Do you know the difference between pain and sensation? Do you really?


 

Key Points

  • Trauma can cause dissociation
  • dissociation is an escape from feeling emotions and physical sensation
  • Yoga can heal dissociation
  • The difference between pain and sensation is “well, pain hurts and sensation doesn’t” – Crystal Gray

Rose in deep meditation

 

I didn’t know the difference between pain and sensation. Yoga taught me both

 

 

I didn’t know the difference between pain and sensation.

 

In my yoga classes I tell my students ‘don’t push yourself to the limit, go to where you feel sensation not pain.’ I learned this phrasing from my Yoga Teacher Trainer. She said it so matter of fact. As though it was obvious. Such easy advice. So, when I asked ‘how do you tell the difference between sensation and pain though?’ her answer was simple

 

 

 

 

“well, the pain hurts and the sensation doesn’t.”

 

Oh, duh. Thanks, crystal!

 

I have been dissociated from my body for a long time, probably since before I was 13. In fact, in Second grade (7 years old) I told the school therapist I had a ‘day dream problem.’ I am certain this was the first time I told a social worker what was going on. I went for one reason, for a jolly rancher. Otherwise, it would have been a complete secret. He called my mom. She said to stop looking out the window in class. It was right in front of them but invisible. My invisible monster.

 

Dissociation as webster’s dictionary defines ‘the disconnection or separation of something from something else or the state of being disconnected.’ In psychology the term describes escaping your body and mind. Feelings dull both physically and mentally.

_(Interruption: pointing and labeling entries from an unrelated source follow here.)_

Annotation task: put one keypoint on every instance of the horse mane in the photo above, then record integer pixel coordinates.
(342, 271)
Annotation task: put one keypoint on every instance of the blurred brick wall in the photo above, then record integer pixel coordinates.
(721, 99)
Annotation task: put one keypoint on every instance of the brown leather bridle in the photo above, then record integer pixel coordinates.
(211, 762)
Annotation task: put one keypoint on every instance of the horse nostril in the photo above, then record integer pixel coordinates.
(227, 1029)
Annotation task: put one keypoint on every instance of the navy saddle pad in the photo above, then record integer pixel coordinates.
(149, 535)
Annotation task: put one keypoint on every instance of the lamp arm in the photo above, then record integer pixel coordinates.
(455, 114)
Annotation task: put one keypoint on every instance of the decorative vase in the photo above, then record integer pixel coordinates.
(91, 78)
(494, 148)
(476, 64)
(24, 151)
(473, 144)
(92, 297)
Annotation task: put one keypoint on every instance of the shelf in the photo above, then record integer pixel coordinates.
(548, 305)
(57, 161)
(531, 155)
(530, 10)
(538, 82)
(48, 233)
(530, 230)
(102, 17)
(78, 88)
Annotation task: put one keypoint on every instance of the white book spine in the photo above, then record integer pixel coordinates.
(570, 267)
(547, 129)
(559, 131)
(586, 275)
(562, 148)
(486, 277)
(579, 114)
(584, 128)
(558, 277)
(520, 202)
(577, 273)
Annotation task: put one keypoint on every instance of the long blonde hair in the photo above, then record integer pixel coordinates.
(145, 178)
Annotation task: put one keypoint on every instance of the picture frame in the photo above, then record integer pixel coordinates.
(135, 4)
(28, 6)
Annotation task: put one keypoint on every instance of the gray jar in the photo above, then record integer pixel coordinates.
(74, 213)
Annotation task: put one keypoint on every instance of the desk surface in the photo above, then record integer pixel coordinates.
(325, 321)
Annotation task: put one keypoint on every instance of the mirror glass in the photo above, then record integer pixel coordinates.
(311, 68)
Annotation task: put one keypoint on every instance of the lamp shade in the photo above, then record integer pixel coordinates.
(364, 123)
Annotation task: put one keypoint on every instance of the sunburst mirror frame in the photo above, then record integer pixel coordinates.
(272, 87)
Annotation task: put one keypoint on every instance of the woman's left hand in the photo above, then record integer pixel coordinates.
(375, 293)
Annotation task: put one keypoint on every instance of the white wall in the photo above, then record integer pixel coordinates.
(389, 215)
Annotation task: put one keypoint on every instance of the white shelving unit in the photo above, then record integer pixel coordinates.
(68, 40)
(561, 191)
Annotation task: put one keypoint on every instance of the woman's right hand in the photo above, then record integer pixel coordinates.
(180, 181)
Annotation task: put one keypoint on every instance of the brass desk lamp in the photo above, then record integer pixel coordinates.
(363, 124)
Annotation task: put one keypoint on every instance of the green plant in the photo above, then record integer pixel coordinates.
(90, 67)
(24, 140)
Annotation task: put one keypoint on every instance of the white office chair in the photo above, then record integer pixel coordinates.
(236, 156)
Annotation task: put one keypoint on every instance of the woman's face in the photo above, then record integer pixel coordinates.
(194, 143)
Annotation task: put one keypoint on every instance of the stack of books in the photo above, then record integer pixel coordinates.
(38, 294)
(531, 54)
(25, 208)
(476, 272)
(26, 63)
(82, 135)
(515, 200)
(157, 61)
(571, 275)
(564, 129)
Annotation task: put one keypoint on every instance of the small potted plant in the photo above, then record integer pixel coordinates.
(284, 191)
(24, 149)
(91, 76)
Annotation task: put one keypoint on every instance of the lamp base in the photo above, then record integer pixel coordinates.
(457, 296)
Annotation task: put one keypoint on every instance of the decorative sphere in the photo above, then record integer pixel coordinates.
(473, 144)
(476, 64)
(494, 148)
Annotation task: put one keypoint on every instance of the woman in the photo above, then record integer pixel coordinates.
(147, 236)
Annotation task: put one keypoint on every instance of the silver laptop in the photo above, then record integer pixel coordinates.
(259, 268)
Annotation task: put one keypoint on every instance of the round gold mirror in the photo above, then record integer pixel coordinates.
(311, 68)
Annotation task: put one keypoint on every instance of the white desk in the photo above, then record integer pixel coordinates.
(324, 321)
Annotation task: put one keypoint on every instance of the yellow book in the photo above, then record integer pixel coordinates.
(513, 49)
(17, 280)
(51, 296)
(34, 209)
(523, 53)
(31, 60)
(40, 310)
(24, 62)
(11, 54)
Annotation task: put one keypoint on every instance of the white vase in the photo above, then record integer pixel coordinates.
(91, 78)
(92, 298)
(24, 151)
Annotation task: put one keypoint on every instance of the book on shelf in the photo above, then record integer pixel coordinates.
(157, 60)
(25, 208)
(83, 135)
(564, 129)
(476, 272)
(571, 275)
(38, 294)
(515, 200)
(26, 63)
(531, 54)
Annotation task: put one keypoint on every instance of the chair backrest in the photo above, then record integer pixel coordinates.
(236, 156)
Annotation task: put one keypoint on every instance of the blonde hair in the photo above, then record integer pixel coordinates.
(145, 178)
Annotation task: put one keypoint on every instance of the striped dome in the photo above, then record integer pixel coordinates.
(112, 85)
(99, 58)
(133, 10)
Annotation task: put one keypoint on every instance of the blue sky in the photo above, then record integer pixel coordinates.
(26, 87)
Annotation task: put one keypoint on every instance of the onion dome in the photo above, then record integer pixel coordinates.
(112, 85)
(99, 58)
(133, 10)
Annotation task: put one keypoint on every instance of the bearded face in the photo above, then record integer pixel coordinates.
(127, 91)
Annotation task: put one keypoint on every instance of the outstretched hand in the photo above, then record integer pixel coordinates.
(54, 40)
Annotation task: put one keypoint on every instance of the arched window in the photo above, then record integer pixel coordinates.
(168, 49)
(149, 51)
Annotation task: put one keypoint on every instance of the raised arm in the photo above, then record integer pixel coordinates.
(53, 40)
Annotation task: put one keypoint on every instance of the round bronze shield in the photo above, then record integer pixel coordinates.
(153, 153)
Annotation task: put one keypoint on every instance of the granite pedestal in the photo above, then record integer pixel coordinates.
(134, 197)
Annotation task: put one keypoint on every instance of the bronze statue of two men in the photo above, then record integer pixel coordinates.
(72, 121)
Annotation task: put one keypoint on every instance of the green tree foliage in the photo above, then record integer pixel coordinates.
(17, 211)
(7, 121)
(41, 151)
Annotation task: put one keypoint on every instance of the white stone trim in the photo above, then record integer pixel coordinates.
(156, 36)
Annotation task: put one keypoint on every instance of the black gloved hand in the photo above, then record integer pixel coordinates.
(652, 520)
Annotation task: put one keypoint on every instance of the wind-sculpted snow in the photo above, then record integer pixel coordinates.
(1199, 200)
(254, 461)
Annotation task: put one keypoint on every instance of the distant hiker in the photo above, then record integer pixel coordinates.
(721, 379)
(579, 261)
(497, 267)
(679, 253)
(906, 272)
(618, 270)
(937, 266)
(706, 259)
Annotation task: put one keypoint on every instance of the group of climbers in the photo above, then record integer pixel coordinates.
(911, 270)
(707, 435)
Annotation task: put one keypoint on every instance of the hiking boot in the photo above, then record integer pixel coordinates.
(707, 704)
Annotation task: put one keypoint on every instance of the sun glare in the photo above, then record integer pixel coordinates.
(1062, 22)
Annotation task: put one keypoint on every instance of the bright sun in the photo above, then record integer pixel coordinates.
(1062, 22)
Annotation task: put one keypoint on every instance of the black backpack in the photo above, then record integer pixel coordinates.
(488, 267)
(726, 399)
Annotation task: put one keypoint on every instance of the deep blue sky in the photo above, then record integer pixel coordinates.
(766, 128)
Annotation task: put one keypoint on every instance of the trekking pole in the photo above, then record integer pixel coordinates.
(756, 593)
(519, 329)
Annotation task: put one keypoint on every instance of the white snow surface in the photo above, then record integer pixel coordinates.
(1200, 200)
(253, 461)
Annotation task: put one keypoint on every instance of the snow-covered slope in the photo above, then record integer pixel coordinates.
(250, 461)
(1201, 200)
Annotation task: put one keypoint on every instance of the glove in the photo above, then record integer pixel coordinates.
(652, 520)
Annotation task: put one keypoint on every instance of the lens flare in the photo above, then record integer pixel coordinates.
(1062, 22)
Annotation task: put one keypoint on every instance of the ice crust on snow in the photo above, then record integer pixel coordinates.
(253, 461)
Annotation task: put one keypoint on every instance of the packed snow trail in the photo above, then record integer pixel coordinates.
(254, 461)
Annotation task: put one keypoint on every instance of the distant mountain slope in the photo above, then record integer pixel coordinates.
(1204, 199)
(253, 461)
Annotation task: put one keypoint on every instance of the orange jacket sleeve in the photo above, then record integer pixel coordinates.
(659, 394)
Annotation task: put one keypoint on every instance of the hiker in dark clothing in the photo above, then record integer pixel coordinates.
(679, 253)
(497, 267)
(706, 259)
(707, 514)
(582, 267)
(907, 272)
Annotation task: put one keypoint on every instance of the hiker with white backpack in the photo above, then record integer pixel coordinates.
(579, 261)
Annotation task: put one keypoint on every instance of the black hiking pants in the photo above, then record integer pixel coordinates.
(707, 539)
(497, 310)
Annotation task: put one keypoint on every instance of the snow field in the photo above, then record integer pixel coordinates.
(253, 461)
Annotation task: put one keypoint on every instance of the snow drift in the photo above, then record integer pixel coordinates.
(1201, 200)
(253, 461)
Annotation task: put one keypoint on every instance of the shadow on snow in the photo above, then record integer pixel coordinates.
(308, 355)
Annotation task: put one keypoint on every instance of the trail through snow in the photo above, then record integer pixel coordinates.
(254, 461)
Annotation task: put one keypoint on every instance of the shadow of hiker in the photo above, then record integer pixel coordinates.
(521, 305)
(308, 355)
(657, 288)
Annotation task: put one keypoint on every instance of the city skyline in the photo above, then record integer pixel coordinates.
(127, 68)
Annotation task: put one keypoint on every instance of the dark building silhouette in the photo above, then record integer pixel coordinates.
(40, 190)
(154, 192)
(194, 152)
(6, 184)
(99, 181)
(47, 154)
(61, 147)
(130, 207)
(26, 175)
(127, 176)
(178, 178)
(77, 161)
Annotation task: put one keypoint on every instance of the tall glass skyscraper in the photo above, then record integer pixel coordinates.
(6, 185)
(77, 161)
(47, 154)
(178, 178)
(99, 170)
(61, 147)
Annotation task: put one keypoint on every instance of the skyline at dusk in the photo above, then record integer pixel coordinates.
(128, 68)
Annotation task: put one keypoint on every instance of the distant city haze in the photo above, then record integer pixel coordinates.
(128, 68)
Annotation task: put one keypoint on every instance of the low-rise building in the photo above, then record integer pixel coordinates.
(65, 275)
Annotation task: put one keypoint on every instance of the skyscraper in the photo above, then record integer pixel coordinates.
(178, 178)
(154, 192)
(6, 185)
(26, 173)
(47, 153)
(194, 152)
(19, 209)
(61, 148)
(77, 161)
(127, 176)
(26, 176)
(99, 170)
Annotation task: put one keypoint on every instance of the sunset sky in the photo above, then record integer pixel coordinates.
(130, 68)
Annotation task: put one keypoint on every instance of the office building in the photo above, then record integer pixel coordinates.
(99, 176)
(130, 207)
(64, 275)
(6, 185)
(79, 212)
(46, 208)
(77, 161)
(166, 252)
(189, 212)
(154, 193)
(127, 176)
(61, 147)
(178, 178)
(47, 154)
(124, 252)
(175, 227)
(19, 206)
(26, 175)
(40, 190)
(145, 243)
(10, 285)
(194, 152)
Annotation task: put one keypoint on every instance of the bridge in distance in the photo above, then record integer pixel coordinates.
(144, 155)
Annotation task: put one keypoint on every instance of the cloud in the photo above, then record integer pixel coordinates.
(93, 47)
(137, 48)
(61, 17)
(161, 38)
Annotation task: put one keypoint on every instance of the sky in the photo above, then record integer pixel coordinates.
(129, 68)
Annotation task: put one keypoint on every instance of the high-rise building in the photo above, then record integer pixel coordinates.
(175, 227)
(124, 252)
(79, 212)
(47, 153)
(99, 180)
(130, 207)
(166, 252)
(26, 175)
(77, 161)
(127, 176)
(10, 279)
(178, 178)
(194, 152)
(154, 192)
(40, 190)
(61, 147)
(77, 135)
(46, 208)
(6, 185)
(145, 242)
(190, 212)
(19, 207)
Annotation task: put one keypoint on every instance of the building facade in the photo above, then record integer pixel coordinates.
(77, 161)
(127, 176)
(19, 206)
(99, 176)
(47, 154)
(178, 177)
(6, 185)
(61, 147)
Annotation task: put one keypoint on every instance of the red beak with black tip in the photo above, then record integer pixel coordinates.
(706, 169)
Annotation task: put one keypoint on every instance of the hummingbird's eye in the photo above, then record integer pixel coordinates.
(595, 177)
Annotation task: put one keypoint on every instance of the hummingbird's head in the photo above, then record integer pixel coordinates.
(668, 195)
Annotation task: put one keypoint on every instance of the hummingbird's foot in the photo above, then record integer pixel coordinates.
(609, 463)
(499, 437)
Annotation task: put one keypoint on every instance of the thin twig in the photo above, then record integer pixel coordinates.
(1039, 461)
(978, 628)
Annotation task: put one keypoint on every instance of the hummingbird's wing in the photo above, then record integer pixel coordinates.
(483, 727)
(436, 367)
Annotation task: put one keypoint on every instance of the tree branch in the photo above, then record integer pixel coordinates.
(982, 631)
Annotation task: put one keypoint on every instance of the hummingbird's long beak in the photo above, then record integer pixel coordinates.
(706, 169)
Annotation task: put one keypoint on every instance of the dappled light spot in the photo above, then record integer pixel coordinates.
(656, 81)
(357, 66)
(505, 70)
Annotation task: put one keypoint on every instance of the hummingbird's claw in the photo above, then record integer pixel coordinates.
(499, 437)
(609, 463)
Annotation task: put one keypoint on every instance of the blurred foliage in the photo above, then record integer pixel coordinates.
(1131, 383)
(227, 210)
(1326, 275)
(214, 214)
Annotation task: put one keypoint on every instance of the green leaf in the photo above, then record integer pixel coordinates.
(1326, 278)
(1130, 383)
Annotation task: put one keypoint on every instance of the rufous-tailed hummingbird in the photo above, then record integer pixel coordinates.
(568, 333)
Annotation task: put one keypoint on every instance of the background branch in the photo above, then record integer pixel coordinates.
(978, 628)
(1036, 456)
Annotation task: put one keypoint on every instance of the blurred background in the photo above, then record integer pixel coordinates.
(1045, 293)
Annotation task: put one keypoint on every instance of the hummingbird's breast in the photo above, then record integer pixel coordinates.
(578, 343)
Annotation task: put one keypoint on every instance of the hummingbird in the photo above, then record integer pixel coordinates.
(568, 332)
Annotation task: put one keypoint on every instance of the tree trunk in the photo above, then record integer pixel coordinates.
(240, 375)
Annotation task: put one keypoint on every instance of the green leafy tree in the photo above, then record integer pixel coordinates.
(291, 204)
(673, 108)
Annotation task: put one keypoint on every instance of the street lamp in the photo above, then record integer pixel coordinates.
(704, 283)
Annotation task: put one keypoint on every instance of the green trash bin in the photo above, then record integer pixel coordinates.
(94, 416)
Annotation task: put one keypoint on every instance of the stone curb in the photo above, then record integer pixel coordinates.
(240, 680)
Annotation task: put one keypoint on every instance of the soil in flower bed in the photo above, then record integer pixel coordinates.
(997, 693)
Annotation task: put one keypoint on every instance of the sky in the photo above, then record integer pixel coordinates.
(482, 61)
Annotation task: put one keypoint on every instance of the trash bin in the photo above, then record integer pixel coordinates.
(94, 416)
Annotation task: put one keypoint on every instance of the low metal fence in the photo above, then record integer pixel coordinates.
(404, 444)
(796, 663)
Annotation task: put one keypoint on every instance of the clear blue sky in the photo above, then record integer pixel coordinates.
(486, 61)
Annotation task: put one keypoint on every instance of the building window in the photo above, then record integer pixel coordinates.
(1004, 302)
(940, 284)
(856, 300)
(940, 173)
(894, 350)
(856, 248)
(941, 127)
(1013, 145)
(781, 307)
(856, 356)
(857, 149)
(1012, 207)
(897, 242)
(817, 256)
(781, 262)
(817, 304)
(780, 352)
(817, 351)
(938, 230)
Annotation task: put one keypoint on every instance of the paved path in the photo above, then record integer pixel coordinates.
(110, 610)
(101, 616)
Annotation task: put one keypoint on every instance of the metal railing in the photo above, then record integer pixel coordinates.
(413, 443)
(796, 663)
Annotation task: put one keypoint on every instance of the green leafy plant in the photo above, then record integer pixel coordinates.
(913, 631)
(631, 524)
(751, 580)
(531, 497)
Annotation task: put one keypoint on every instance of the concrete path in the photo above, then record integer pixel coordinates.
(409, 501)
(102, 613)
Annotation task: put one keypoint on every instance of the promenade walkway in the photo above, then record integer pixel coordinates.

My vision would lose focus, like a daydream with no substance. I was a quiet, modest girl by nature. I liked to listen to other people have conversations and learn.  Because of my inherent temperament it was easy to rationalize what was going on in my head. But I was not really listening. I was escaping from the chaotic environment before me in a way no one could notice. Adults would say I was such a well-mannered girl.

 

Back then, in my young teens, I would self-harm to allow a sense of departure from my emotional wounds. I would not suggest this but at the time it made sense in my naïve youth. It gave me the desired affect I wanted. To feel something.  To direct my attention to something. To briefly escape from something. Though it worked, I did not know what these somethings were.

These somethings followed me from adolescence and into adulthood, morphing from one vice to another. Razor blades, hitting my head against walls, alcohol blackouts, binges, purges, staying up late, sleeping during the day, meeting strangers with complete disregard for my safety. These were all normal for me. To someone else, the only word I can describe these things is pain.

But it was normal.

I never stopped feeling the pain to the point where it became my status quo. In my mind sensation and pain were synonymous. It hurt to feel something. It hurt to feel anything. But everyone wants to feel something. 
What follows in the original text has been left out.